Luteolin, a flavonoid nutraceutical abundant in vegetables and fruits, exhibits a wide range of bioactive properties, including antioxidant, anti-inflammatory and anti-cancer activities. Pituitary tumor-transforming gene 1 (PTTG1), an oncoprotein that regulates cell proliferation, is highly expressed in several types of cancer cells including leukemia. In this study, we aim to investigate the anti-cancer effects of luteolin on cells with differential PTTG1 expression and their underlying mechanisms in human myeloid leukemia cells. Methyl thiazolyl tetrazolium (MTT) assay data showed that luteolin (25-100 μM) significantly reduced cell viability in THP-1, HL-60 and K562 cells but did not affect normal peripheral blood mononuclear cells (PBMCs). Flow cytometric analysis and Western blot data demonstrated that luteolin induced a stronger apoptosis on undifferentiated myeloid leukemia cells with higher PTTG1 protein levels than on 12-myristate 13-acetate (PMA)- or all-trans-retinoic acid (ATRA)-differentiated cells with lower PTTG1 expression. Furthermore, PTTG1 knockdown by shRNA in leukemia cells suppressed cell proliferation, arrested cell-cycle progression and impaired the effectiveness of luteolin on cell-cycle regulation. Moreover, PTTG1-knockdown cells with luteolin exposure presented a reduction of the apoptotic proteins and maintained higher levels of the anti-apoptotic proteins such as Mcl-1, Bcl-2 and p21, which exhibited greater resistance to apoptosis. Finally, microarray analysis showed that 20 genes associated with cell proliferation, such as CXCL10, VEGFA, TNF, TP63 and FGFR1, were dramatically down-regulated in PTTG1-knockdown cells.

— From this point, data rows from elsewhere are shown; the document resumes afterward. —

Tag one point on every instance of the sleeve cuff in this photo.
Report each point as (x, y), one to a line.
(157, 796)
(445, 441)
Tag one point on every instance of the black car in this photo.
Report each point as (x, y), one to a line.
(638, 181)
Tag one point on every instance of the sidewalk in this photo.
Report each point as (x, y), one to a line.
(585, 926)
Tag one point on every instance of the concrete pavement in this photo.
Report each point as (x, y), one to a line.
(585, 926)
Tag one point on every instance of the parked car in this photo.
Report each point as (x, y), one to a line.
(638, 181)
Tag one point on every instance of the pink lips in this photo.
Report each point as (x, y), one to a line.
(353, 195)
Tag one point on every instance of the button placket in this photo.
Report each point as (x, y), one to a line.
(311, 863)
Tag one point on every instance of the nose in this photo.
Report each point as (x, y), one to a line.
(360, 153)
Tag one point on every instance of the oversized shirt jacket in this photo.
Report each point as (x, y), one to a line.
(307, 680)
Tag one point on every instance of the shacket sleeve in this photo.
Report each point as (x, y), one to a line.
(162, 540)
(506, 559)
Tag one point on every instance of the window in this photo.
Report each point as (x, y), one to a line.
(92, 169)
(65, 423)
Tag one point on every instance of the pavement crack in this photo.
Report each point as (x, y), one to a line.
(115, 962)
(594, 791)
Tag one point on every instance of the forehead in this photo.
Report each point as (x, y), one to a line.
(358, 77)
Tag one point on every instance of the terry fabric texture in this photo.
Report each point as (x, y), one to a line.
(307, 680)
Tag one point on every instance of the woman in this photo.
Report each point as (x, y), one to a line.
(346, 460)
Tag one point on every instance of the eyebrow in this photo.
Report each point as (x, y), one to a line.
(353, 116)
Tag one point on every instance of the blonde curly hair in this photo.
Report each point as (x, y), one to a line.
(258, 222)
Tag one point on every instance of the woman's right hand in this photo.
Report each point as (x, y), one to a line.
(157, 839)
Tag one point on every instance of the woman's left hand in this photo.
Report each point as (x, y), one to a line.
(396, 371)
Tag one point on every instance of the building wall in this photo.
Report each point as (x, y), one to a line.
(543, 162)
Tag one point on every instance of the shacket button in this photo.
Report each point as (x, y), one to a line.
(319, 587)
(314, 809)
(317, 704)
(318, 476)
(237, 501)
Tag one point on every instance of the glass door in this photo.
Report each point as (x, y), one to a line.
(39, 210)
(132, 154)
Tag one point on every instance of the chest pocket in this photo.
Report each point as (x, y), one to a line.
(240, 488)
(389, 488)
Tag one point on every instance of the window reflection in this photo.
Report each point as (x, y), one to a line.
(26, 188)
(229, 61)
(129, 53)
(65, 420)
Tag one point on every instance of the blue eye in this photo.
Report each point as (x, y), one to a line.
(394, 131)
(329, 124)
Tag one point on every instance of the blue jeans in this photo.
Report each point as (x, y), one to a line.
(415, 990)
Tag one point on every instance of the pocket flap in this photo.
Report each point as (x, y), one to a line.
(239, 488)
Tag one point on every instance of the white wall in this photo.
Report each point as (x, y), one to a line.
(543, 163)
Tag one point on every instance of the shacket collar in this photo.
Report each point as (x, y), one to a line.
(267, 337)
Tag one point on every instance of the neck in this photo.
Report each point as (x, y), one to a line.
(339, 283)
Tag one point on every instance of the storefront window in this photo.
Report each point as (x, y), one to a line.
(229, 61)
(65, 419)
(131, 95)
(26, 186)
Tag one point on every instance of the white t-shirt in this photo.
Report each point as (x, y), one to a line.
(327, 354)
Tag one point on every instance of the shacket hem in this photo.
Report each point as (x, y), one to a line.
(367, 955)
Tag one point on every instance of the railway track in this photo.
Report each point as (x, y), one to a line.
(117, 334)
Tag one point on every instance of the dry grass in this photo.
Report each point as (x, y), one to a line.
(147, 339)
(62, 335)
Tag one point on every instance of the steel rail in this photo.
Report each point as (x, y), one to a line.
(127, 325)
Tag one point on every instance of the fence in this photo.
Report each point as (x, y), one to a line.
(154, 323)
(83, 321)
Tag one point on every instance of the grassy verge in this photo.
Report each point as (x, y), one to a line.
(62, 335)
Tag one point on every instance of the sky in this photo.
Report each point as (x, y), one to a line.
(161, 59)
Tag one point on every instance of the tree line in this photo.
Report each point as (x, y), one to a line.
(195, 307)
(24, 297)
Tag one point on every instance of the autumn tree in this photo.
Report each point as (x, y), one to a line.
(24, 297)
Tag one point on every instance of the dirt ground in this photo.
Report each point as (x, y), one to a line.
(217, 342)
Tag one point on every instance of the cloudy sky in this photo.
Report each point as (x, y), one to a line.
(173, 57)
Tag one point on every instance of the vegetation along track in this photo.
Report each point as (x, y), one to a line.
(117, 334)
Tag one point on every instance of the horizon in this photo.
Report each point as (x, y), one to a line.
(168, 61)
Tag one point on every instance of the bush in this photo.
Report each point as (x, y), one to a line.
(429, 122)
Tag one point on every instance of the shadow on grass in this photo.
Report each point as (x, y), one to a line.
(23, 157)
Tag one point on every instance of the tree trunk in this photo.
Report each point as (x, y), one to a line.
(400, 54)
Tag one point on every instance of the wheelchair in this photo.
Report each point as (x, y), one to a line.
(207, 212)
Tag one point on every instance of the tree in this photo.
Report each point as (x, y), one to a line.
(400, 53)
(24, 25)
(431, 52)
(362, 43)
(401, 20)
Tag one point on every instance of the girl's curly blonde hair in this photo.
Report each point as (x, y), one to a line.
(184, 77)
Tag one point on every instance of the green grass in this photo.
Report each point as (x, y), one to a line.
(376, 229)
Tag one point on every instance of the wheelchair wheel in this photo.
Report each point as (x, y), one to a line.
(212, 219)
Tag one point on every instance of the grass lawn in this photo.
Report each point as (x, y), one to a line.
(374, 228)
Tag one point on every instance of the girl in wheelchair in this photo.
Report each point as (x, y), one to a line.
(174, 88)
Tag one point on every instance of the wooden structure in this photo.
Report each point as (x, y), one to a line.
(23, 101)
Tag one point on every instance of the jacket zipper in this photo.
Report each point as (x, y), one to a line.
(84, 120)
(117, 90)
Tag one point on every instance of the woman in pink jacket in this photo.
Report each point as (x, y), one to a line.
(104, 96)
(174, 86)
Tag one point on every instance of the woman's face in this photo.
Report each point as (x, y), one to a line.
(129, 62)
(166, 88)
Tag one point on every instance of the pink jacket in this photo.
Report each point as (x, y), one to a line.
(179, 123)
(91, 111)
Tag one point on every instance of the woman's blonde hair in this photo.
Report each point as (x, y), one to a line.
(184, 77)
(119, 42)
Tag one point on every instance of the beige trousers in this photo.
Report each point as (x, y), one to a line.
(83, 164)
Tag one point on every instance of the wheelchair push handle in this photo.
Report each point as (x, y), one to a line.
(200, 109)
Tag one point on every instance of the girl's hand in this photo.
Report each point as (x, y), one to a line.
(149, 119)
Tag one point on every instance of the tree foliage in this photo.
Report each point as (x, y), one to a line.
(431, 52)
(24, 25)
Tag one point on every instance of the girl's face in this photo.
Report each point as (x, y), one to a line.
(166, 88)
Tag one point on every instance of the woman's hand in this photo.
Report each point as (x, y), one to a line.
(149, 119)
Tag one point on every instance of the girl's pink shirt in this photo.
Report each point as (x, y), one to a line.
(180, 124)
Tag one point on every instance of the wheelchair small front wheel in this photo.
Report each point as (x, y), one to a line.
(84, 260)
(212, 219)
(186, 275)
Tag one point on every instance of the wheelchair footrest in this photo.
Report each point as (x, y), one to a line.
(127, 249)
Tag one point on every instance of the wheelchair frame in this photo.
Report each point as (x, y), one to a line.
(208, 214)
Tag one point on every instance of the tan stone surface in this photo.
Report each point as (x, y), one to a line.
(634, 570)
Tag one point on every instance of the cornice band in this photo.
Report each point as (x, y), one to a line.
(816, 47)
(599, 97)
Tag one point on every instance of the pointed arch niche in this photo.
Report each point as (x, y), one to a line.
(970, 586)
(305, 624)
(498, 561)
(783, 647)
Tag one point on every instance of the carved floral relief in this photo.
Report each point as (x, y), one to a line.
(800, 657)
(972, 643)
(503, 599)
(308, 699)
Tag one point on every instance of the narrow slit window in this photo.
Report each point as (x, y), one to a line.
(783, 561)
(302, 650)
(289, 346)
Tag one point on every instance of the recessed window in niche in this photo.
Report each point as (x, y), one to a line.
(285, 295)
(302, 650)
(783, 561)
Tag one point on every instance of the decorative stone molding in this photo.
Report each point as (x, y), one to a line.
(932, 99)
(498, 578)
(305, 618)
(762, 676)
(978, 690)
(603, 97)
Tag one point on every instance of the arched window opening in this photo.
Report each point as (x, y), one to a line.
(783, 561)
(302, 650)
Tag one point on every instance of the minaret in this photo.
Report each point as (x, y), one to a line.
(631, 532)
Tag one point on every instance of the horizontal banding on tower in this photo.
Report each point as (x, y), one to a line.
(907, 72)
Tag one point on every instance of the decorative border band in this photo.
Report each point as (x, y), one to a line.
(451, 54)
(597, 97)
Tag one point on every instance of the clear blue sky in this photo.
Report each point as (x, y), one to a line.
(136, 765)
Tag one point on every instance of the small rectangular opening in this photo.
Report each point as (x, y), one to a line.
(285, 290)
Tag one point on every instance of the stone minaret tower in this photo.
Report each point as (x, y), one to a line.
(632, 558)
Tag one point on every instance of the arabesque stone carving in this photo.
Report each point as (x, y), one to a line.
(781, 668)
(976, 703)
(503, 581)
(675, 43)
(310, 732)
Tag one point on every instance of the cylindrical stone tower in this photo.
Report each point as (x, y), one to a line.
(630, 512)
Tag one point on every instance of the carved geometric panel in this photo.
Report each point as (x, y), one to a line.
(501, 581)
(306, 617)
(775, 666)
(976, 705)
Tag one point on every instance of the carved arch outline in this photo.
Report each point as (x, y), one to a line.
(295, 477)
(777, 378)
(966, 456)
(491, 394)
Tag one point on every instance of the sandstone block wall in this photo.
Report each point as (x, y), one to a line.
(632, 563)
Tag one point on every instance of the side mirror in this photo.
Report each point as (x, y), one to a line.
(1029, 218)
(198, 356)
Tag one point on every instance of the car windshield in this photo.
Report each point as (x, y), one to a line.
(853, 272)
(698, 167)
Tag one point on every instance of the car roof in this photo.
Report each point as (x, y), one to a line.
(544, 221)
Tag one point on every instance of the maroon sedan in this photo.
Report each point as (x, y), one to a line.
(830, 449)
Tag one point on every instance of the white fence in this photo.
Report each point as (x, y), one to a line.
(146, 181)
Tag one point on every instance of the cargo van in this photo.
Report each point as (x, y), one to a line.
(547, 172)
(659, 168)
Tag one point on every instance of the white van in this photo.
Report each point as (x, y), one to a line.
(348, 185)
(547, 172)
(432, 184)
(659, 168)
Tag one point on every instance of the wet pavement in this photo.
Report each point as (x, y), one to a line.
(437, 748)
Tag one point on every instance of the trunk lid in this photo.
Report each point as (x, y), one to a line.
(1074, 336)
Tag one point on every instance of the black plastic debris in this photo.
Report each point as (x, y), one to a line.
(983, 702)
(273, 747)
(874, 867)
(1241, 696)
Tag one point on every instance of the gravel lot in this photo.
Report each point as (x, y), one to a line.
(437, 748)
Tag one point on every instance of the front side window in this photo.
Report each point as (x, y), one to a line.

Our current findings clearly demonstrate that luteolin-triggered leukemic cell apoptosis is modulated by the differential expression of the PTTG1. PTTG1 oncoprotein overexpression may modulate cell proliferation-related regulators and enhance the response of myeloid leukemia cells to luteolin. Luteolin is beneficial for the treatment of cancer cells with highly expressed PTTG1 oncoprotein.